Scholz ha sorriso, ma ora il suo apparentemente imperturbabile carattere anseatico deve misurarsi con più di una quadratura del cerchio, a cominciare dai bilanci 2023 e 2024 che vanno rimodulati dopo la scure della Corte costituzionale.
IL FRENO AL DEBITO
E tutto sembra ora incentrarsi attorno al freno al debito, la Schuldenbremse, la norma secondo cui il governo deve limitare i nuovi prestiti allo 0,35% del Pil, inserita in Costituzione nel 2009 alla fine del primo governo di Grosse Koalition guidato da Angela Merkel. Gioie e dolori di questa misura: il freno al debito ha fatto scendere il debito pubblico tedesco dall’82,5% del Pil nel 2010 a poco sotto il 60% nel 2019, prima che le crisi della pandemia, della guerra in Ucraina e dell’energia ne richiedessero la sospensione.
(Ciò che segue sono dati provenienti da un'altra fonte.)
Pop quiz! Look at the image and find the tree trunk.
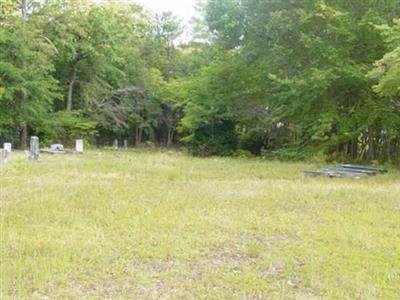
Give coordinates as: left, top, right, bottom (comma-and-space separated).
135, 127, 143, 147
167, 128, 174, 148
67, 63, 78, 111
149, 127, 157, 145
367, 127, 375, 161
19, 122, 28, 150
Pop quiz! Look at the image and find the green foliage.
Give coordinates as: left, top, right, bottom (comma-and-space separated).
37, 110, 97, 143
0, 0, 400, 161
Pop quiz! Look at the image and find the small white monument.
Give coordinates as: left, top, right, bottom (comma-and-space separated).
75, 140, 83, 153
29, 136, 39, 160
3, 143, 11, 154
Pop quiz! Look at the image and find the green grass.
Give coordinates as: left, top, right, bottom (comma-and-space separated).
0, 151, 400, 299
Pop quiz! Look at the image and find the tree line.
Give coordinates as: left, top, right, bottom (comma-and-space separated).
0, 0, 400, 162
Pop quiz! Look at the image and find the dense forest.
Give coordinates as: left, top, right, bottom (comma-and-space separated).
0, 0, 400, 162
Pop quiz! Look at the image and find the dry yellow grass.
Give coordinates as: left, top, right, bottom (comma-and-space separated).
0, 151, 400, 299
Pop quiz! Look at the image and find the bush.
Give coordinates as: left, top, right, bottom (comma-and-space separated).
182, 121, 238, 156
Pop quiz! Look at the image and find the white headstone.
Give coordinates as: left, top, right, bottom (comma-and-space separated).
3, 143, 11, 153
29, 136, 39, 160
0, 149, 8, 167
75, 140, 83, 153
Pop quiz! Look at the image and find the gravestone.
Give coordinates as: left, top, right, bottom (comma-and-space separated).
29, 136, 39, 160
3, 143, 11, 154
0, 149, 8, 167
75, 140, 83, 153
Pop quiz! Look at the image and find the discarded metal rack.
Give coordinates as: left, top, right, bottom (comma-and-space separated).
304, 164, 387, 179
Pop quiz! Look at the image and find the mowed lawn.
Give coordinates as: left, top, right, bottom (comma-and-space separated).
0, 150, 400, 299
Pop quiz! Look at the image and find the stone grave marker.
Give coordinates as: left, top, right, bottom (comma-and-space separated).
29, 136, 39, 160
75, 140, 83, 153
3, 143, 11, 154
0, 149, 8, 167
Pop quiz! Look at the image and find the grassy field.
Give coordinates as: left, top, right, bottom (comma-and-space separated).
0, 151, 400, 299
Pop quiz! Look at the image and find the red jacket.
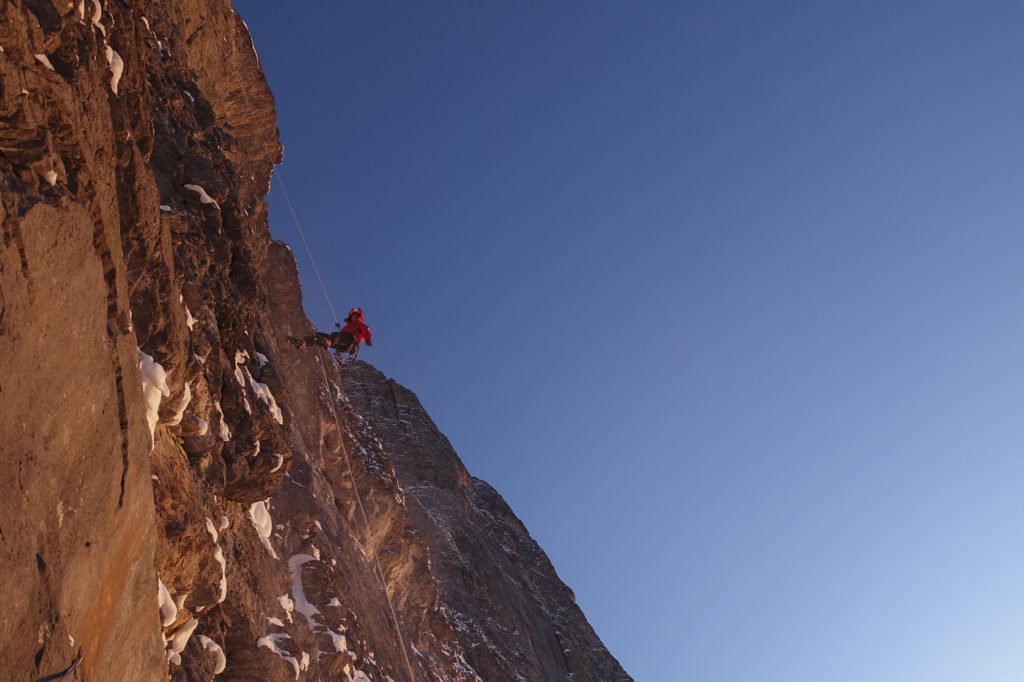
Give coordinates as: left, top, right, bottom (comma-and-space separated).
341, 310, 374, 346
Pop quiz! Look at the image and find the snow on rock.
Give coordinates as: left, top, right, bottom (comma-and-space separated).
196, 635, 227, 675
249, 500, 281, 559
167, 383, 191, 426
213, 400, 231, 442
106, 45, 125, 94
167, 619, 199, 666
138, 348, 171, 447
157, 578, 178, 628
32, 53, 55, 71
288, 554, 322, 630
246, 370, 285, 425
256, 633, 299, 680
278, 594, 295, 623
213, 545, 227, 604
185, 184, 220, 209
90, 0, 106, 36
206, 516, 227, 593
327, 630, 348, 653
206, 516, 220, 545
270, 455, 285, 473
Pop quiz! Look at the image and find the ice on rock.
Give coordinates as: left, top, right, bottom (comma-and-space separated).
213, 400, 231, 442
185, 184, 220, 209
106, 45, 125, 94
206, 516, 220, 545
32, 53, 55, 71
278, 594, 295, 625
167, 619, 199, 666
90, 0, 106, 36
167, 383, 191, 426
249, 500, 280, 559
256, 633, 299, 680
196, 635, 227, 675
288, 554, 322, 630
157, 578, 178, 628
138, 349, 171, 446
246, 370, 285, 425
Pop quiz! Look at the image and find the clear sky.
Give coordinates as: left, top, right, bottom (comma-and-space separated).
237, 0, 1024, 682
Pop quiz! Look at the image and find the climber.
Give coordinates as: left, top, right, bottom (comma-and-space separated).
288, 308, 374, 365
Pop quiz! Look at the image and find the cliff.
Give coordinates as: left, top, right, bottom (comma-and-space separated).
0, 0, 629, 682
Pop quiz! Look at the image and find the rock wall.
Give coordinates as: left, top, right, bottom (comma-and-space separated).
0, 0, 629, 682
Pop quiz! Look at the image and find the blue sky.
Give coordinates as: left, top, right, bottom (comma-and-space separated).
237, 0, 1024, 682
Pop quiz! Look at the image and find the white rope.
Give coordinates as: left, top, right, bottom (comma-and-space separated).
232, 62, 416, 682
274, 168, 416, 682
272, 171, 341, 326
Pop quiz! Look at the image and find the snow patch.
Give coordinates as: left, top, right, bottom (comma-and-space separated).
90, 0, 106, 36
246, 368, 285, 425
167, 383, 191, 426
196, 635, 227, 675
185, 184, 220, 209
270, 455, 285, 473
256, 633, 299, 680
32, 52, 56, 71
167, 619, 199, 666
106, 45, 125, 94
249, 500, 281, 559
327, 630, 348, 653
278, 594, 295, 627
206, 516, 227, 604
157, 578, 178, 628
213, 400, 231, 442
206, 516, 220, 545
288, 554, 322, 630
138, 348, 171, 450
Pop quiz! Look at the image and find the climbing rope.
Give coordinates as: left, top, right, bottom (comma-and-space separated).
273, 160, 416, 682
234, 66, 416, 682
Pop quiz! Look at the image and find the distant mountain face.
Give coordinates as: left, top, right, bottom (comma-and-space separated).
0, 0, 630, 682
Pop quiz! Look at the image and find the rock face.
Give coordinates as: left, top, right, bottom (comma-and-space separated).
0, 0, 629, 682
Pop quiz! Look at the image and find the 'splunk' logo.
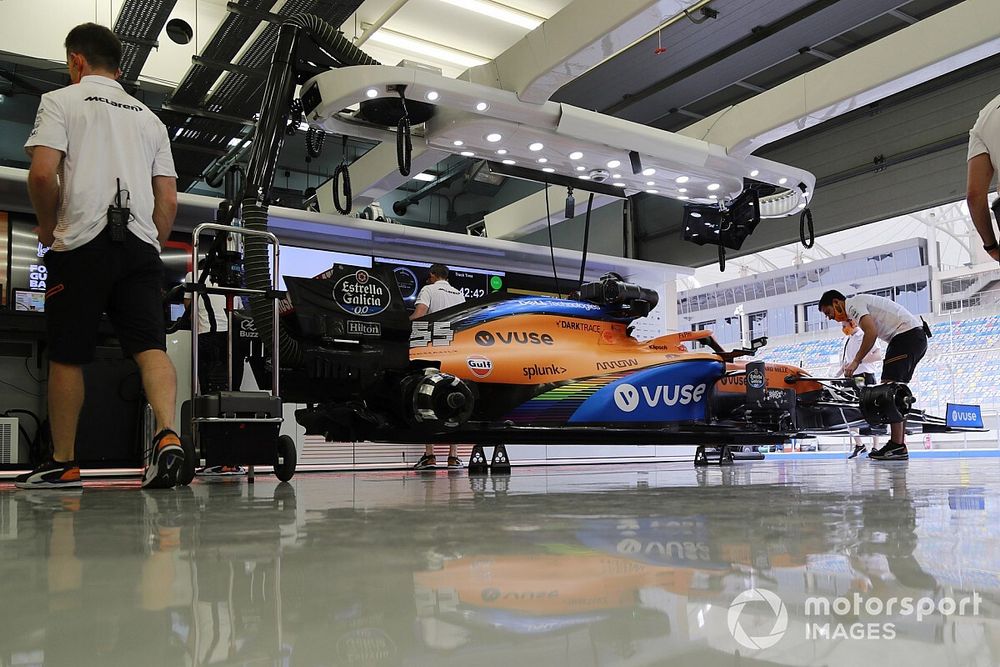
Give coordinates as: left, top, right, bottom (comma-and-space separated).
726, 588, 788, 651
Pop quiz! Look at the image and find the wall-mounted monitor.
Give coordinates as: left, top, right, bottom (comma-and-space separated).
11, 290, 45, 313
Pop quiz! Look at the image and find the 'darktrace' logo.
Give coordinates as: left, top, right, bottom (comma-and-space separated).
726, 588, 788, 651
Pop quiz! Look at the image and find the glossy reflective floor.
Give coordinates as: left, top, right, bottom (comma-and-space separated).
0, 458, 1000, 667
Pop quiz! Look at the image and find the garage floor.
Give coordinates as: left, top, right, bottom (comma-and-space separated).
0, 458, 1000, 667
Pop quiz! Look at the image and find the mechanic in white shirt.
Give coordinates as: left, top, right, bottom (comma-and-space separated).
410, 264, 465, 320
16, 23, 184, 488
819, 290, 930, 461
965, 95, 1000, 260
410, 264, 465, 470
835, 320, 882, 459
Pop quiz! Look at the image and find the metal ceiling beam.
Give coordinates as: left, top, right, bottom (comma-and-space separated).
681, 0, 1000, 155
799, 46, 837, 63
161, 102, 257, 127
601, 0, 852, 115
191, 56, 267, 80
886, 9, 917, 25
733, 81, 767, 93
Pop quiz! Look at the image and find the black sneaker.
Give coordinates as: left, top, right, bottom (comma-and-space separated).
413, 454, 437, 470
142, 429, 184, 489
868, 440, 910, 461
14, 461, 83, 489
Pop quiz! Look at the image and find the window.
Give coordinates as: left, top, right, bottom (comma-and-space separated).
747, 310, 767, 338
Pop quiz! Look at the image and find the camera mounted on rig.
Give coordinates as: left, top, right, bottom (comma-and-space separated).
580, 272, 660, 318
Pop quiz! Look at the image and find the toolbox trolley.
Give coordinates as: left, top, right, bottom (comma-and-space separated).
180, 223, 296, 484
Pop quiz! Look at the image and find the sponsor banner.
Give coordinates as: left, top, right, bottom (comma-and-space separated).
331, 269, 392, 317
747, 367, 766, 389
945, 403, 983, 428
347, 320, 382, 336
569, 360, 725, 423
234, 317, 260, 339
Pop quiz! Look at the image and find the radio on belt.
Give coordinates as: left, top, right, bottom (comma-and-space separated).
108, 178, 132, 243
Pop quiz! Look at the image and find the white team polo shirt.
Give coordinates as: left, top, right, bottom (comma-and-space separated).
24, 75, 177, 251
844, 294, 923, 343
417, 280, 465, 314
968, 95, 1000, 179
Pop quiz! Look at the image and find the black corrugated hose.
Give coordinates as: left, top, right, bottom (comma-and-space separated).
799, 208, 816, 249
243, 14, 380, 372
333, 136, 354, 215
396, 88, 413, 176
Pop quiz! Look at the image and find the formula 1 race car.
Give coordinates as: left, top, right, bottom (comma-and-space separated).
266, 265, 976, 462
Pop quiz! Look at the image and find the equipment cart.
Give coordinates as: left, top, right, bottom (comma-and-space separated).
180, 223, 296, 484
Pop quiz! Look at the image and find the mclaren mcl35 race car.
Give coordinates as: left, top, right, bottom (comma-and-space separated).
279, 265, 976, 463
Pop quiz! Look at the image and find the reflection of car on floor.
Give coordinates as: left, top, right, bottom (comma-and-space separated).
279, 265, 984, 462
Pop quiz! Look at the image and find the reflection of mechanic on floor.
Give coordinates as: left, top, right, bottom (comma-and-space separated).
859, 467, 938, 592
819, 290, 931, 461
410, 264, 465, 470
834, 319, 882, 459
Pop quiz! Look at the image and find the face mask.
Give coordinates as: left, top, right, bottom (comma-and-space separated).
833, 303, 850, 322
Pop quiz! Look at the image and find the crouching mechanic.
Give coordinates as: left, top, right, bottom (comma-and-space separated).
16, 23, 184, 488
819, 290, 930, 461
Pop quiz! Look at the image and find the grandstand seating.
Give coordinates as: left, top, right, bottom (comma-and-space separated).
759, 315, 1000, 414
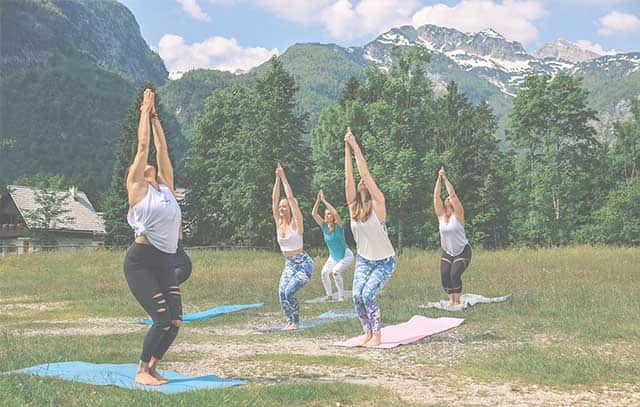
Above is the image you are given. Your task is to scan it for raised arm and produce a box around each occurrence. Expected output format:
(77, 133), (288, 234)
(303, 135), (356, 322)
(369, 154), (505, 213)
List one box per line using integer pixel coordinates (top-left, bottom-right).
(271, 170), (280, 226)
(280, 167), (304, 234)
(311, 192), (324, 227)
(347, 129), (384, 203)
(433, 173), (444, 218)
(151, 103), (174, 192)
(320, 190), (342, 226)
(127, 89), (153, 206)
(442, 172), (464, 223)
(344, 141), (356, 217)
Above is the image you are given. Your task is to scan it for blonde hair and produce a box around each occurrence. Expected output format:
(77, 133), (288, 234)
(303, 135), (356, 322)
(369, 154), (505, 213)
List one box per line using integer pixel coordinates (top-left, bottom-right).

Ma ha anche significato che durante gli anni di vacche grasse, quando cioè i prestiti per i tedeschi sarebbero stati davvero molto convenienti, la Germania non ha fatto gli investimenti pubblici urgentemente necessari: nelle sue fatiscenti forze armate, mancando così regolarmente l’obiettivo concordato con la Nato del 2% di spesa sul Pil e ritrovandosi oggi con una sicurezza imbarazzante, ma anche nelle infrastrutture, nella scuola, nella digitalizzazione e in molto altro ancora.
Tanto che anche un quotidiano conservatore come la Frankfurter Allgemeine Zeitung oggi sottolinea in un suo editoriale come accanto alla verità che il freno ai debiti salvi le generazioni future da impegni finanziari troppo gravosi c’è anche quella che gli consegna un paese arretrato, privo delle modernizzazioni necessarie per essere al passo con la competizione internazionale. Il disastro di queste settimane della Deutsche Bahn, la ferrovia tedesca, è solo uno degli esempi delle conseguenze di mancati finanziamenti.
LE TRATTATIVE
Intanto i liberali, che hanno dovuto ingoiare il rospo di rinunciare al ritorno del freno per il 2023, hanno ora segnato il suo ritorno nel 2024 come la linea rossa invalicabile per restare nel governo. Quetsa e l’altra promessa fatta in campagna elettorale, di non aumentare le tasse ai cittadini. L’Fdp, anzi, stava lavorando a un alleggerimento. E comunque, ha detto Lindner in un’intervista alla Faz, nessun euro per i nuovi bilanci dovtrà arrivare dalle tasche dei contribuenti.
Le trattative sono dunque complesse, tanto che Habeck ha dovuto annullare il suo viaggio a Dubai per l’intervento alla Conferenza sul clima. Il ministro verde si è detto ottimista sul compromesso possibile, ma in questi giorni è difficile distinguere la propaganda dalla verità. Appena qualche settimana fa, Habeck aveva lanciato una proposta da sviluppare per la prossima legislatura che prevedeva di rinunciare al freno al debito. Ora questa discussione è diventata tremendamente attuale. A suo supporto è arrivato un rapporto del comitato scientifico del ministero dell’Economia, i cui punti essenziali sono stati anticipati dall’Handelsblatt, nel quale auspica in un ampio adeguamento del freno all’indebitamento.
Il comitato indipendente sostiene che il freno all’indebitamento, nella sua forma attuale, contenga “falsi incentivi”. Non ne chiede l’abolizione, ma una consistente riforma. Con la creazione di una sorta di Golden Rule Plus: lo Stato può indebitarsi per investimenti non soggetti a freni.
Con la creazione di una “Società di promozione degli investimenti”, lo Stato si impegna a mettere ogni anno a sua disposizione una somma fissa da utilizzare esclusivamente per gli investimenti.
Il comitato consultivo ha anche criticato l’attuale politica finanziaria e la pratica dei fondi speciali: una pratica “insostenibile”, un tentativo di “mascherare” le reali esigenze finanziarie.